Richter and Rauzer never met over the board, but the German star did take down another fellow opening formulator when he beat Swiss GM Henri Grob (he of the eponymous Grob’s Opening, 1. g4!?) in a 1939 event. Of course, the opening was a — Queen’s Indian!

The game takes an odd turn right out of the opening, with Black’s king already packing his bags after 7. e6 fxe6 8. Nxe4 dxe4 9. Qh5+, when White holds the edge after 9…g6 10. Qe5 Rg8 11. Qxe6 Rg7 12. Bc4. With 13…Nd7, Grob appears to be organizing a semblance of a defense, but Richter never gives him the time to batten his hatches down.

Thus: 14. d5! Nf6 15. dxc6+ Kxc6 16. Qh3 g5 (Bc8 17. Rd1 Qe8 18. Qc3+ Kb7 19. Qc7+ Ka6 20. 20. Bc4+ is good for White) 17. Be5, and Black’s king is in a box.

With the Black king holed up on a4, White finishes things in style: 25. Ne2! (disdaining the coming pin on his rook) Bc8 26. Qf5! Qe5?! (tougher was 26…Qg6, but White remains on top on 27. Qxg6 hxg6 28. Rc7 Rb8 29. Rxa7+ Kb3 30. fxe3 Bg4 31. Nd4+ Kc3 32. h3 Bc8 33. 0-0) 27. Qc2+ Kxa3 28. 0-0! (adding a rook to the attack) Bxd7 29. Rb1 exf2+ 30. Kf1 31. Qc1+ Ka2 32. c5+!, and Black resigned as the queen deflection allows 32…Qxd5 33. Nc3 mate.

Richter did not fare so well in a 1938 game against an opponent who had not just a variation but an entire opening named for him — Slovenian star Vasja Pirc, he of the Pirc Defense.
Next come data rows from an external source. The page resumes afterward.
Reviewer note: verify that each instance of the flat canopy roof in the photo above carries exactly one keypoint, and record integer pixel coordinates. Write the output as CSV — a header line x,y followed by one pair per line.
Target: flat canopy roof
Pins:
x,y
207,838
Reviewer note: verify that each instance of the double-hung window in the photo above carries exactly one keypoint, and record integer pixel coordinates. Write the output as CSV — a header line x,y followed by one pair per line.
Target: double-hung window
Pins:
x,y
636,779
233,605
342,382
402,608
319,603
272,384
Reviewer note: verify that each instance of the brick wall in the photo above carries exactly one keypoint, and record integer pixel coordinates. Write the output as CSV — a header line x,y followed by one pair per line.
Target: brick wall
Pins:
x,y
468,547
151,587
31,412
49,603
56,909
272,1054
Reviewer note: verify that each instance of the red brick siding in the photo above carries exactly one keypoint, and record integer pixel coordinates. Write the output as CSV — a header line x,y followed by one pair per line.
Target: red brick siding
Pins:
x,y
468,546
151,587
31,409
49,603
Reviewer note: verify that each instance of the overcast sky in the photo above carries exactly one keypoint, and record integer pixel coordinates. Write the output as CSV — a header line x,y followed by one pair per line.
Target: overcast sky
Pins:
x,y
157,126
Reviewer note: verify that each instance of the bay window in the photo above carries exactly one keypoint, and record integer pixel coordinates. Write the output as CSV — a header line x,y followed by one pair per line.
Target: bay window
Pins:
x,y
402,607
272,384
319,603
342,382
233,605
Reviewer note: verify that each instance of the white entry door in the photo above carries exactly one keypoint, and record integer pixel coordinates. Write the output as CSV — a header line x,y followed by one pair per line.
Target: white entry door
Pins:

In an oh-the-irony Classical Ruy Lopez, we pick up the action from today’s diagram after 30…axb5, where Pirc as Black already has built up a sizable advantage due to White’s ill-placed pieces, particularly the unfortunate knight on a3.

Trying to shake things up, Richter tries 31. e5!? (Red1 Qe5 32. g4 Ra8 leaves Black in charge) Rgxe5 32. Rxe5 Nxe5 33. Qd1, hoping perhaps to do something with his command of the d-file.
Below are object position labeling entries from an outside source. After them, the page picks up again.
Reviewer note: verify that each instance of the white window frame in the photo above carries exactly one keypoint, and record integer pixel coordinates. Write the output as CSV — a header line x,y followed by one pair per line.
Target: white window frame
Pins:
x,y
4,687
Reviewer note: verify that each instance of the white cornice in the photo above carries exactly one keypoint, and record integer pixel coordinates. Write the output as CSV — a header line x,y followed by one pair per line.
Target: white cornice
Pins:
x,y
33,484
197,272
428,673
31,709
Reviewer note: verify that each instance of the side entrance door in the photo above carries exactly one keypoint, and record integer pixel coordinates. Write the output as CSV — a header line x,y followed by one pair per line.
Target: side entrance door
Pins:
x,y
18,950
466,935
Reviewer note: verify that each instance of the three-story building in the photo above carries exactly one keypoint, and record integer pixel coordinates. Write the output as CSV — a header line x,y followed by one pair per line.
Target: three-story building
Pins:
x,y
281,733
But Pirc pierces the defense neatly with the deadly 33…Neg4!! 34. hxg4 (Qg1 Re1! 35. Rd8+ Ne8 36. Rxe8+ Rxe8 37. hxg4 Qg3! 38. Be4 Rxe4 39. Nc2 Rxg4 and wins) Nxg4 35. g3 (Qg1 Qg3!, with the deadly dual threats of 36…Re1 and 36…Qh4+) Qxg3 36. Qf1 (Re2 Nf2+ 27. Rxf2 Qxf2 and there’s no defense to …Re1) g6! (not getting careless with 36…Re1?? 37. Rd8+) 37. Qg1 Qh3+, and White resigns facing 38. Rh2 Nxh2 39. Qg2 (Qxh2 Re1 mate) Re1+ 40. Qg1 Nf3 mate.
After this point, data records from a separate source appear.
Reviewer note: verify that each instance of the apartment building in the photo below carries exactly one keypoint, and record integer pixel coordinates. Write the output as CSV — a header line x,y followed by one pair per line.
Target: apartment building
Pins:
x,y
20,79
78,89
Richter-Grob, Stuttgart, 1939

1. d4 Nf6 2. Nc3 b6 3. e4 Bb7 4. e5 Ne4 5. Qf3 d5 6. Bb5+ c6 7. e6 fxe6 8. Nxe4 dxe4 9. Qh5+ Kd7 10. Bc4 Ba6 11. Bb3 Kc8 12. Bxe6+ Kb7 13. Bf4 Nd7 14. d5 Nf6 15. dxc6+ Kxc6 16. Qh3 g5 17. Be5 Kb7 18. Rd1 Qe8 19. Bxf6 exf6 20. Rd7+ Kc6 21. Bd5+ Kb5 22. c4+ Ka5 23. a3 e3 24. b4+ Ka4 25. Ne2 Bc8 26. Qf5 Qe5 27. Qc2+ Kxa3 28. O-O Bxd7 29. Rb1 exf2+ 30. Kf1 Ba4 31. Qc1+ Ka2 32. c5+ Black resigns.